One point that Bill Lind makes in this piece that I think is particularly relevant to the future of the US is that his description of present day Iraq is very similar to what I have long believed the future of the US will look like. Bill writes:
We see nominalism running all through American policy-making. Washington nominalists think Iraq is a state. It isn’t, because real power is in the hands of ethnic and religious militias. The state is merely a facade, but since it has a parliament, elections, cabinet ministers, etc. it is real to nominalists. Not surprisingly, our policy there has been a series of disasters ever since the initial disaster of invading the place.
It is quite possible that in the future the US will retain its formal governmental system (President, Congress, Supreme Court), but that these institutions will have lost most of their powers (like the British and other European monarchies) or will simply president over a trade federation (like the EU or maybe the Schengen area). The real power will have devolved to the regions and localities (like the Holy Roman Empire or ancient Greece), polycentric legal frameworks (like the Ottoman millet system), consociational representative systems (like present-day Lebanon), and a range of non-state actors representing a vast range of interests: political parties, ideologies, religions, ethnic groups, gender groups, causes, businesses, unions, gangs, militias, communes, seasteads, mercenaries, etc.

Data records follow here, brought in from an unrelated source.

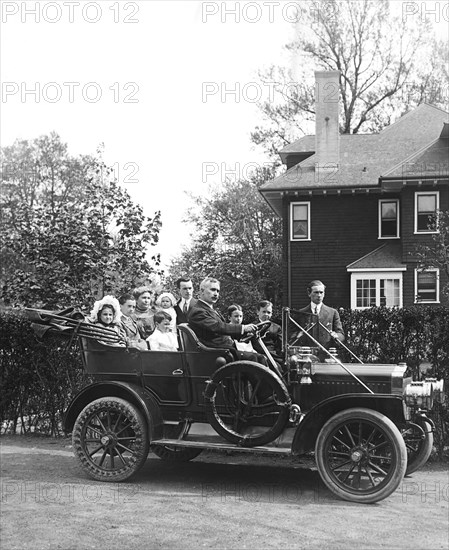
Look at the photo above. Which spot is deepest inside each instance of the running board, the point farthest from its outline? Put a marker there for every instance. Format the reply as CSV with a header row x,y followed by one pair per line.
x,y
220,446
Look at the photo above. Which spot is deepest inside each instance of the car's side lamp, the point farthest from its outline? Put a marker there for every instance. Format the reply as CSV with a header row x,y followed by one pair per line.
x,y
419,394
306,372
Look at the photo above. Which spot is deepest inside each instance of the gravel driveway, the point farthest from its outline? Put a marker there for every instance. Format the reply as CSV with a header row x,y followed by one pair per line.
x,y
216,501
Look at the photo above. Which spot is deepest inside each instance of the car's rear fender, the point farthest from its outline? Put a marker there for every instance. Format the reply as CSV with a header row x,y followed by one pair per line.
x,y
307,431
130,392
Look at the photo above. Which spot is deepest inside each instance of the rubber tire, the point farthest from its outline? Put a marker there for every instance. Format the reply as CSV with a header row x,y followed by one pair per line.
x,y
391,433
140,444
175,454
255,370
415,460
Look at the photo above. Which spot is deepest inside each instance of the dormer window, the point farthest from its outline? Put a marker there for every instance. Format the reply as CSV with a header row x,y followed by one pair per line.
x,y
389,219
300,221
426,207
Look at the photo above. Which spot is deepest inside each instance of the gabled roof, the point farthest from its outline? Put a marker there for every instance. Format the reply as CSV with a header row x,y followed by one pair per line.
x,y
431,161
387,257
365,158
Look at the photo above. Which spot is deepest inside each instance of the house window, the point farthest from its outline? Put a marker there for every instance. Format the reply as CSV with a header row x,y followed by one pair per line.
x,y
300,221
426,207
427,285
372,289
388,219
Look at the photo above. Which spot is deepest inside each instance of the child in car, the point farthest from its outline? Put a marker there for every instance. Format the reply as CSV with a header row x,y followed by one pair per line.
x,y
162,338
166,302
106,313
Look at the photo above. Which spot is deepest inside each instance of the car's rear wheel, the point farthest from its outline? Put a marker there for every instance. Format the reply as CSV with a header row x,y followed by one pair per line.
x,y
247,403
110,439
361,455
418,437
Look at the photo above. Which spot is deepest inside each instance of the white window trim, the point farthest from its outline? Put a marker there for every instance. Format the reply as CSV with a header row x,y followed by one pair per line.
x,y
417,194
437,301
301,203
377,275
381,201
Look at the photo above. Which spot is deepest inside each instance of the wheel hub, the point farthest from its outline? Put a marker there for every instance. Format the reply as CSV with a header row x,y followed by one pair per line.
x,y
358,454
107,440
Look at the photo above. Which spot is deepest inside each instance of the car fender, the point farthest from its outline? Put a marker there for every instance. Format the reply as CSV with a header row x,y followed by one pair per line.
x,y
133,393
311,424
420,416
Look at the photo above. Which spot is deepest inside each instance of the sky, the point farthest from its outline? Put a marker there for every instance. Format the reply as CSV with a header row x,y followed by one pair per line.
x,y
169,87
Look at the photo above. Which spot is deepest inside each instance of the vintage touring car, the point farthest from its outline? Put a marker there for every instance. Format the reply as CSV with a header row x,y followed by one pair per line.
x,y
366,424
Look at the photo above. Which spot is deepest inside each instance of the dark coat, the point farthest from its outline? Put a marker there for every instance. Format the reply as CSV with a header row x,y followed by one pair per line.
x,y
181,317
328,317
210,327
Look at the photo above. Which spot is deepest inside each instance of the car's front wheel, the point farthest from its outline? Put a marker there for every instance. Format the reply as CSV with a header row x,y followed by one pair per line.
x,y
110,439
361,455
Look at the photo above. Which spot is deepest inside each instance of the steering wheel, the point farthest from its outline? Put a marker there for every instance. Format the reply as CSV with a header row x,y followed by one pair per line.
x,y
261,329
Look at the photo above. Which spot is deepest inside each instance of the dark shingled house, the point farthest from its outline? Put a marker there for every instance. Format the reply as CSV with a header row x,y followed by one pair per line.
x,y
354,206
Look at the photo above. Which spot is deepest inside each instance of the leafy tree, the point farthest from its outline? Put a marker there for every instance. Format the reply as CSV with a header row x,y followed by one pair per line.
x,y
387,64
436,252
237,239
72,233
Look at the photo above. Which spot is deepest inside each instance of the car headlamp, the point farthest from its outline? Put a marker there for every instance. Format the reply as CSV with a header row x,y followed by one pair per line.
x,y
419,395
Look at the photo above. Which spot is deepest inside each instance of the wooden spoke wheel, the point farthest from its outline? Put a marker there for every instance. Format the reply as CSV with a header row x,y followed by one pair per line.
x,y
110,439
361,455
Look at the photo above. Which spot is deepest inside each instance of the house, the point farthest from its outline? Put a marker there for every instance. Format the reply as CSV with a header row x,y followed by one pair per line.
x,y
355,206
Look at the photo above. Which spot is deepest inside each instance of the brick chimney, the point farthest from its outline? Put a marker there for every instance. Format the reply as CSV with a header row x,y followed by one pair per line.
x,y
327,133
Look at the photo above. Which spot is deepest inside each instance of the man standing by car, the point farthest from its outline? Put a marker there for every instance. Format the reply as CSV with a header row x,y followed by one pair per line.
x,y
186,302
321,321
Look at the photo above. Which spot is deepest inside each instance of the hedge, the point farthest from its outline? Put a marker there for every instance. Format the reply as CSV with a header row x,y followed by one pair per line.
x,y
39,380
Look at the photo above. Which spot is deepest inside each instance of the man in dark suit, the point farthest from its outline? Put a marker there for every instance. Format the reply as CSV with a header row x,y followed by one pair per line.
x,y
208,324
211,328
186,302
315,314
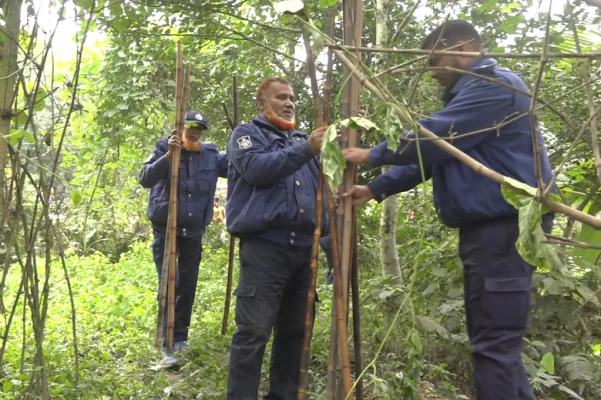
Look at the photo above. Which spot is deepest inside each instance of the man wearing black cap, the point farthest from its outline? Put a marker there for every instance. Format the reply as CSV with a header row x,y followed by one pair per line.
x,y
200,166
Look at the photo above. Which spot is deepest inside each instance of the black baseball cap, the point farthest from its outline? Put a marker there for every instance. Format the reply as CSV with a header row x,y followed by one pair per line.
x,y
195,118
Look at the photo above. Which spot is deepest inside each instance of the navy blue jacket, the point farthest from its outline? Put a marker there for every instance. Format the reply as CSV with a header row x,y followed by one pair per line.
x,y
461,195
272,183
198,172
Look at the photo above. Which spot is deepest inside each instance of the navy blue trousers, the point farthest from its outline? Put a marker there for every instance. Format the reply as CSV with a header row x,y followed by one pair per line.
x,y
497,291
189,251
271,296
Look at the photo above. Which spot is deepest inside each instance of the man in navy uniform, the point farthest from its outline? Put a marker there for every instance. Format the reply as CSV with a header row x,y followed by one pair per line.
x,y
497,281
272,184
200,166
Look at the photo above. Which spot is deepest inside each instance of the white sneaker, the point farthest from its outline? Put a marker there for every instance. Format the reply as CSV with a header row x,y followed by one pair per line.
x,y
168,361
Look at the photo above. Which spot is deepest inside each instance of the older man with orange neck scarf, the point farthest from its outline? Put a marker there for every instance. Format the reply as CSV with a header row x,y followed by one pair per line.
x,y
272,183
200,166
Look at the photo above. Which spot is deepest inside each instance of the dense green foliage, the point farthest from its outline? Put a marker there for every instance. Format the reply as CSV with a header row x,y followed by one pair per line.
x,y
99,117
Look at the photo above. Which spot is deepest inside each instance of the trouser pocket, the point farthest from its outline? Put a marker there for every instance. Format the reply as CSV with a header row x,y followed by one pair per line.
x,y
506,302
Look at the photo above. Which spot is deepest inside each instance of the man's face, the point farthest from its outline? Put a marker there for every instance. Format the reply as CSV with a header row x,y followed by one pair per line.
x,y
444,77
280,98
193,134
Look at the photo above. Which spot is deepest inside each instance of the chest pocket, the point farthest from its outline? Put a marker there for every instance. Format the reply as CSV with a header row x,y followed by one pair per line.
x,y
276,142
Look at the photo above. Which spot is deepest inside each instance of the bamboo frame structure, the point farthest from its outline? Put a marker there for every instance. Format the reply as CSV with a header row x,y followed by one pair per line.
x,y
160,331
173,211
304,372
169,267
460,155
232,245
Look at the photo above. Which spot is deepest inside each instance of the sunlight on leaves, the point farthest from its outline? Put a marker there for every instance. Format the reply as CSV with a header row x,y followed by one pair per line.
x,y
331,158
291,6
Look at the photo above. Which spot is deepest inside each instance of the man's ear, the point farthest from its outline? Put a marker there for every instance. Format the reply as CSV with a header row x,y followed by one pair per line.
x,y
261,104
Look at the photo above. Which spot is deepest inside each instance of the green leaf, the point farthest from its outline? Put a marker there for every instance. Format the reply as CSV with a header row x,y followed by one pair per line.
x,y
121,24
569,392
393,129
358,123
531,233
416,342
40,100
21,118
332,161
14,136
290,6
76,197
115,8
515,197
327,3
431,325
547,363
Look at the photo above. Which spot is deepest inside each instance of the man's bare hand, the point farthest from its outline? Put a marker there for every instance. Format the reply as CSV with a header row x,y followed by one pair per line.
x,y
175,144
316,138
356,155
359,194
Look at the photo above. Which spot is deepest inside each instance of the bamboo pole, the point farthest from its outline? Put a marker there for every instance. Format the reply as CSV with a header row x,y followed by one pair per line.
x,y
309,317
160,331
353,23
343,351
463,157
333,353
173,211
230,267
471,54
356,314
316,233
343,334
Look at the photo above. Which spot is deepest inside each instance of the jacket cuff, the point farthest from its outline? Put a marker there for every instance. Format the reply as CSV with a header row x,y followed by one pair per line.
x,y
378,188
377,154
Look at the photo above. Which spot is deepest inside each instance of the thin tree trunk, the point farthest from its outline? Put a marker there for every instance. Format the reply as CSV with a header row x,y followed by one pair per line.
x,y
388,253
390,209
9,36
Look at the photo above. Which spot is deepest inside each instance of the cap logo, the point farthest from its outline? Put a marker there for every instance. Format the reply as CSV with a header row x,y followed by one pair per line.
x,y
244,142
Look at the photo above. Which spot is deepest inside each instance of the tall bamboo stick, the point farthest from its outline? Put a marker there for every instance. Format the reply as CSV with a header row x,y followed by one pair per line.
x,y
316,233
343,351
332,372
579,216
230,267
353,24
312,290
173,210
356,313
160,331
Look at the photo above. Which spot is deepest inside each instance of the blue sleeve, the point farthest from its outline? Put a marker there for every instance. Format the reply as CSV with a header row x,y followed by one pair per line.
x,y
398,179
154,168
249,153
222,165
479,105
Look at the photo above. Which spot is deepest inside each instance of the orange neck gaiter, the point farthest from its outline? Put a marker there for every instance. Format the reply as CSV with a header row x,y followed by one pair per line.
x,y
190,146
279,122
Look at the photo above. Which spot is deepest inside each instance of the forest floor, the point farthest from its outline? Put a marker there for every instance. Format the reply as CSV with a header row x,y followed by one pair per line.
x,y
116,317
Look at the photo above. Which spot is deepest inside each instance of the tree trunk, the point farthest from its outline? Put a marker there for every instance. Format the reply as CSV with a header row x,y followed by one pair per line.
x,y
9,45
388,252
388,222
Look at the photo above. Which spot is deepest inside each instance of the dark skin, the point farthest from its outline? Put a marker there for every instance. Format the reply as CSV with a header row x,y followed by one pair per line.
x,y
193,135
361,194
279,97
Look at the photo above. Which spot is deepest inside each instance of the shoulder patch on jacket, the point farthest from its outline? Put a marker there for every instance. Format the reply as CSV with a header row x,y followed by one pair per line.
x,y
244,142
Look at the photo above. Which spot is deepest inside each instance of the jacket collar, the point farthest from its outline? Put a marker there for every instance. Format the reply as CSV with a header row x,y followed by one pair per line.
x,y
264,123
479,66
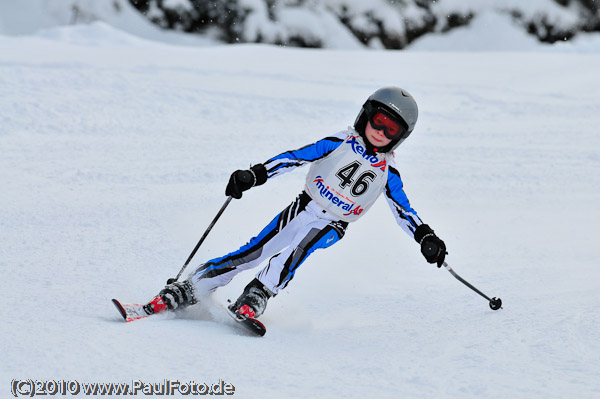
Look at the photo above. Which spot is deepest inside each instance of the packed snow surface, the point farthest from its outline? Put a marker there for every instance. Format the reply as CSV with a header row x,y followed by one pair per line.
x,y
114,155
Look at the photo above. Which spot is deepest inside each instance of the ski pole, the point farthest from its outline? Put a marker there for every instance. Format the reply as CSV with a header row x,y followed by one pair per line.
x,y
244,178
495,303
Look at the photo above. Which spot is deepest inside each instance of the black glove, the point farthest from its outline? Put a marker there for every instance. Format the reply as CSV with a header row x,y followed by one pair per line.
x,y
243,180
432,247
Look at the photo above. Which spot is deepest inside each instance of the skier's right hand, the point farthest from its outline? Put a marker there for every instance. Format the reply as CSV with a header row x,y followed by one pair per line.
x,y
243,180
432,247
240,181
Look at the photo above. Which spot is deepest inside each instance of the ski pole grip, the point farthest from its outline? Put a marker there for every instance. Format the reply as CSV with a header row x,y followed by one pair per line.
x,y
430,249
244,176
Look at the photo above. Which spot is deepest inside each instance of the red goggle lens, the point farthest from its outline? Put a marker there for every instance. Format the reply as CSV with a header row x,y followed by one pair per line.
x,y
390,127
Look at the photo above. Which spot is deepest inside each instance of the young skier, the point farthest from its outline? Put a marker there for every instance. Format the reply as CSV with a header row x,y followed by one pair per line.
x,y
349,170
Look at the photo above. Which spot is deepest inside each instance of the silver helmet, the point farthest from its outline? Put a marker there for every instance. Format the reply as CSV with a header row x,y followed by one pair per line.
x,y
396,102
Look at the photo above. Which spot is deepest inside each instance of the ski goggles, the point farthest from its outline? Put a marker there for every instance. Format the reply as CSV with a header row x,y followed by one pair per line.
x,y
381,120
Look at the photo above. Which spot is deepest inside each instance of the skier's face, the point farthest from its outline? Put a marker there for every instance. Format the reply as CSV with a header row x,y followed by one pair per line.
x,y
376,137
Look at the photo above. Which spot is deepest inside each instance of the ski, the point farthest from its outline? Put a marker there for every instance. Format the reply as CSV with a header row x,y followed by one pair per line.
x,y
131,311
134,311
245,323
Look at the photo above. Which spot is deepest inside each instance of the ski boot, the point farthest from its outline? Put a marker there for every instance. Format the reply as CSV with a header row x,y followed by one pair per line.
x,y
253,301
174,296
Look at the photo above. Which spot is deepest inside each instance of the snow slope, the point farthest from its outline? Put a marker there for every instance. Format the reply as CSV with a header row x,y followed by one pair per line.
x,y
114,153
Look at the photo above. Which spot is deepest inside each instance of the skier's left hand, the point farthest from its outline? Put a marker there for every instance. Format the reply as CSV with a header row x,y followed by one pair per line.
x,y
243,180
432,247
239,181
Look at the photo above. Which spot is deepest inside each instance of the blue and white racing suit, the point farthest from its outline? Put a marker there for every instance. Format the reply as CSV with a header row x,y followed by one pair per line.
x,y
341,185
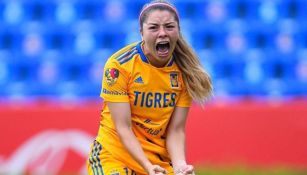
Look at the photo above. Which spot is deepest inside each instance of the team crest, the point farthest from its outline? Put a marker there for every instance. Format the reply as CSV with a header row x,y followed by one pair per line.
x,y
111,76
174,80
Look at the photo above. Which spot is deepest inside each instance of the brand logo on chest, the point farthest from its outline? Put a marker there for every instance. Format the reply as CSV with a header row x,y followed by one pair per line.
x,y
174,80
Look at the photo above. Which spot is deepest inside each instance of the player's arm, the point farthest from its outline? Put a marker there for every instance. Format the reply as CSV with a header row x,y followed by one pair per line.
x,y
175,141
121,115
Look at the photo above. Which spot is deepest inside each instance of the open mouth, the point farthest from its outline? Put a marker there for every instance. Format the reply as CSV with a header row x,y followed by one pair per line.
x,y
163,48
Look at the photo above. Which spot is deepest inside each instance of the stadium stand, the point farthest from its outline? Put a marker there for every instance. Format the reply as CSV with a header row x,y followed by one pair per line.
x,y
58,48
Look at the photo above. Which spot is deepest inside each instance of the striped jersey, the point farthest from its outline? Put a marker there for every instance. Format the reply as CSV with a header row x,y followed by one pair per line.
x,y
153,94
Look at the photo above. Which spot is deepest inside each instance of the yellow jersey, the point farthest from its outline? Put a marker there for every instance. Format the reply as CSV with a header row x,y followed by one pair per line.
x,y
153,94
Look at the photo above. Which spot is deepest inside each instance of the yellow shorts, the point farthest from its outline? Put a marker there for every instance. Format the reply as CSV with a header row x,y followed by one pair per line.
x,y
101,162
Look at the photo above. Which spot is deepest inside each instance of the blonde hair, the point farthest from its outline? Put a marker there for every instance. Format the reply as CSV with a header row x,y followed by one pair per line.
x,y
196,79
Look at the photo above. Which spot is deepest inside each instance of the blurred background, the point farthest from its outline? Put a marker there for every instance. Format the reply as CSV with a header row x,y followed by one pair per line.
x,y
52,54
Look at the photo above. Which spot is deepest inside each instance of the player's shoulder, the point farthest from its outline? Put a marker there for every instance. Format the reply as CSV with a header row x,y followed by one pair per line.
x,y
125,54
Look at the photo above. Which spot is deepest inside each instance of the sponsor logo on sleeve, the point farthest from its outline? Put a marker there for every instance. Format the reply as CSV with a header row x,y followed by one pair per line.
x,y
111,75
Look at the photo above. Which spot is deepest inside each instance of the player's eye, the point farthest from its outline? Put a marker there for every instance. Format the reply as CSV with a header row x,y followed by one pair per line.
x,y
152,27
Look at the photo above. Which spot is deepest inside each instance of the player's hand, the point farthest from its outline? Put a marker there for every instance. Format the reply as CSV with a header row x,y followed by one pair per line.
x,y
156,170
185,170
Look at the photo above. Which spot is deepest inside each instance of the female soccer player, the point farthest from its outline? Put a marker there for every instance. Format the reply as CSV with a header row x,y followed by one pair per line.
x,y
147,89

By William S. Lind, Traditional Right
Republicans are trying to blame President Biden for the defeat in Afghanistan while Democrats are pointing to President Trump’s peace deal with the Taliban as the cause. In fact, a Taliban victory became inevitable when, early in the war, the U.S. expanded its objectives from driving out or killing al Qaeda to turning Afghanistan into a modern, secular democracy. That objective was unattainable no matter what we did. If we want to blame Presidents, the culprits are the idiot George W. Bush and the empty suit Barack Obama. The first allowed the mission creep and the second presided over its continuation, content to kick the can down the road. It is to the credit of both Biden and Trump that, after nineteen years of failure, they made and stuck with the decision to pull the plug.
But how could the whole Washington defense and foreign policy establishment get it so wrong? One answer is that, if you want to become and remain a member of the establishment, you must never make waves. Since almost all the people in question want to be something, not do something, they follow that rule regardless of where it leads. A defeat in war is but a small matter when compared to a risk to their careers.